Sebagai bagian perkembangan teknologi, Crispr menjanjikan. Banyak rekayasa gen organisme dilakukan menggunakan Crispr. Doudna, dalam bukanya, mengatakan Crispr telah digunakan untuk menciptakan anjing yang memiliki otot seperti Arnold Schwarzenegger, dengan menyunting gen yang berperan mengatur kerja otot di anjing. Crispr bisa memotong gen yang berperan untuk pertumbuhan, sukses menciptakan babi mini, yang menurut Doudna, “bisa jadi hewan peliharaan.”

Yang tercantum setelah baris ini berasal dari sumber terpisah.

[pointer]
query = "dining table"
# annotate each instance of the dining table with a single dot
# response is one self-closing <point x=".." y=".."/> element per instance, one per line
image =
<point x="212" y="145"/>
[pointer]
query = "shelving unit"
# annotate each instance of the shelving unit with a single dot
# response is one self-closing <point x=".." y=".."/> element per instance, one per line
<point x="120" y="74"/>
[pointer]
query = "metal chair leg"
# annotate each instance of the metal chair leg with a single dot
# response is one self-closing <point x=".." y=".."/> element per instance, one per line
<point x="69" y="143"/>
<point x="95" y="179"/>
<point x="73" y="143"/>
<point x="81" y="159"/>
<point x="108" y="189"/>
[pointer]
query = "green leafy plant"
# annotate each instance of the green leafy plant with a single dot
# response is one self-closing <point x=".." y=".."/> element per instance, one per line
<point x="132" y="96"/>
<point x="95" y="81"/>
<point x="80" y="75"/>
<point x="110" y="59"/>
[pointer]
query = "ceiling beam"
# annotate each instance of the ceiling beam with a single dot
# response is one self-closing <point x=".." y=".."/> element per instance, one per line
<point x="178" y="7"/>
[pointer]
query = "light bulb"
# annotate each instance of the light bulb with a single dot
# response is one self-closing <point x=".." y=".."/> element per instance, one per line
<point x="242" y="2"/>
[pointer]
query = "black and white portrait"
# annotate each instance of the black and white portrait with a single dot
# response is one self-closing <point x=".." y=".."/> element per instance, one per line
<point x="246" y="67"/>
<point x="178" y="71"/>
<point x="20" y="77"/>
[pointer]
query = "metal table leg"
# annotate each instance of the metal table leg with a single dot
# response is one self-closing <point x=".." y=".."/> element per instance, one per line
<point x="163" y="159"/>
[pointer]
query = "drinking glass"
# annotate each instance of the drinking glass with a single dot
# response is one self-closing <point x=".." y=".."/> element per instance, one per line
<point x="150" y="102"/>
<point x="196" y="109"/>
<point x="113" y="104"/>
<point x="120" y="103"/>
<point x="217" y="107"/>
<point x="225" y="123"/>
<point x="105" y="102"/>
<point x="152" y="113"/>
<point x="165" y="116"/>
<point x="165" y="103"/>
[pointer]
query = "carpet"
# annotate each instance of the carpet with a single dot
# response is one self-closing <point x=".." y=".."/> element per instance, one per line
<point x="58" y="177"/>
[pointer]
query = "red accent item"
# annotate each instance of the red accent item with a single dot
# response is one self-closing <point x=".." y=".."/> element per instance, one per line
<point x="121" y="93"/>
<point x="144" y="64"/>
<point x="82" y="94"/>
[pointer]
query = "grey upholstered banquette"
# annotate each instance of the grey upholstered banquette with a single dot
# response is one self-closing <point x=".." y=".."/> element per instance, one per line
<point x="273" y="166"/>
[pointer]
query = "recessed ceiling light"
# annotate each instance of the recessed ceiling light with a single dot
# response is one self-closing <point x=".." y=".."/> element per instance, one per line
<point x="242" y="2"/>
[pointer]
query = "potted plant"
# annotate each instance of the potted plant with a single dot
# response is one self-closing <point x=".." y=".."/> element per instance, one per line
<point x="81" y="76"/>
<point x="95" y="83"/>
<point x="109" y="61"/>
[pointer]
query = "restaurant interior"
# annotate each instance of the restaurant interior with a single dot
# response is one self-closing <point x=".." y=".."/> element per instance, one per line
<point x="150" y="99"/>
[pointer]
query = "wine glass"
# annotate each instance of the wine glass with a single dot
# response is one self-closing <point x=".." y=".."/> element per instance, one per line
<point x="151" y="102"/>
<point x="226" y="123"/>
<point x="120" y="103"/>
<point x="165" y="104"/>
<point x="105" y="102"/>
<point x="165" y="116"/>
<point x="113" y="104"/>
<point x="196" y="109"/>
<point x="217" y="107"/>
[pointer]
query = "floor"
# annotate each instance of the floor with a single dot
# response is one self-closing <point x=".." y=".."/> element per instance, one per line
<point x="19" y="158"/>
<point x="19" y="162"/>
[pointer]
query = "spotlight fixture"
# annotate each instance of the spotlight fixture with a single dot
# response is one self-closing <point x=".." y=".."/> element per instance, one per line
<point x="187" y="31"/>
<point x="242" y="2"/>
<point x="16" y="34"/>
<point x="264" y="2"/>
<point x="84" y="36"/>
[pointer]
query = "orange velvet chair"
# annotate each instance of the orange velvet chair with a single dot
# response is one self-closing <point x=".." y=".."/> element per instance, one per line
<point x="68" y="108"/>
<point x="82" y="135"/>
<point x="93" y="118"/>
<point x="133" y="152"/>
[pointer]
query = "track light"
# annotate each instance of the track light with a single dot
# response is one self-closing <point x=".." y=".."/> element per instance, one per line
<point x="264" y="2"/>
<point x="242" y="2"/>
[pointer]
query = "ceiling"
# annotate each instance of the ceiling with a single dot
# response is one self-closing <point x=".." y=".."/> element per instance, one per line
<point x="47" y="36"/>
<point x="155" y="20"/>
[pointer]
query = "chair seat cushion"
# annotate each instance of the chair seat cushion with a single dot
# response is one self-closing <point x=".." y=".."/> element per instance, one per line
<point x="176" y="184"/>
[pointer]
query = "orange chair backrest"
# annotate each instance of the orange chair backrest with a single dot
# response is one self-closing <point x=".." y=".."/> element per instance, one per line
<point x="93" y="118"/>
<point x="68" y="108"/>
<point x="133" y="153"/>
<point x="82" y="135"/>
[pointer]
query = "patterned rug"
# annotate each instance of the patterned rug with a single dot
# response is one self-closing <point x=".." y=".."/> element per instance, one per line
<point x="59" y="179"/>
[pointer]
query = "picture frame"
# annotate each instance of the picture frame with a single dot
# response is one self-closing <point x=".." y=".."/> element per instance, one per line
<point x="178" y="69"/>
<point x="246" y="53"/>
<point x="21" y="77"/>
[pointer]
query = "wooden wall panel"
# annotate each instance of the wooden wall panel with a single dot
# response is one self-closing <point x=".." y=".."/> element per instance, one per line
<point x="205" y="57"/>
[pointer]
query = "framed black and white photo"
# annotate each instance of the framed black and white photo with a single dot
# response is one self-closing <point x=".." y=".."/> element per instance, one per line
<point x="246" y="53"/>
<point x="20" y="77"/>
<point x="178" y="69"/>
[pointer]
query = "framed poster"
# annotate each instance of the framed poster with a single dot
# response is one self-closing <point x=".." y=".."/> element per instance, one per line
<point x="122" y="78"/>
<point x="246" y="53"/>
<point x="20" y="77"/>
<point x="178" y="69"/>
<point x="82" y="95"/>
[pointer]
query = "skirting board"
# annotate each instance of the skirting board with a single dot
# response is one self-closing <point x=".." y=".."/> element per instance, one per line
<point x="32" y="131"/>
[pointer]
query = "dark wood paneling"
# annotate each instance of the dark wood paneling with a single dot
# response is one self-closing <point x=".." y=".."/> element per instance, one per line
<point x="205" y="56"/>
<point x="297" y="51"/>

Di atas kertas, Crispr bisa sukses merekaya organisme sesuai kehendak manusia. Plumer, masih dalam tulisannya di Vox, mengatakan keadaan ini telah jadi pertentangan moral. Manusia jadi ikut campur urusan sang pencipta.
Namun, Crispr sesungguhnya bisa digunakan membantu manusia. Misalnya, ketika ilmuwan pun sukses mengubah DNA nyamuk yang menyebarkan penyakit malaria. Dengan pengubahan itu, nyamuk tak bisa menyebarkan penyakit tersebut ke manusia. “Saya benar-benar ingin melihat teknologi ini digunakan untuk membantu manusia,” tegas Doudna pada The New York Times.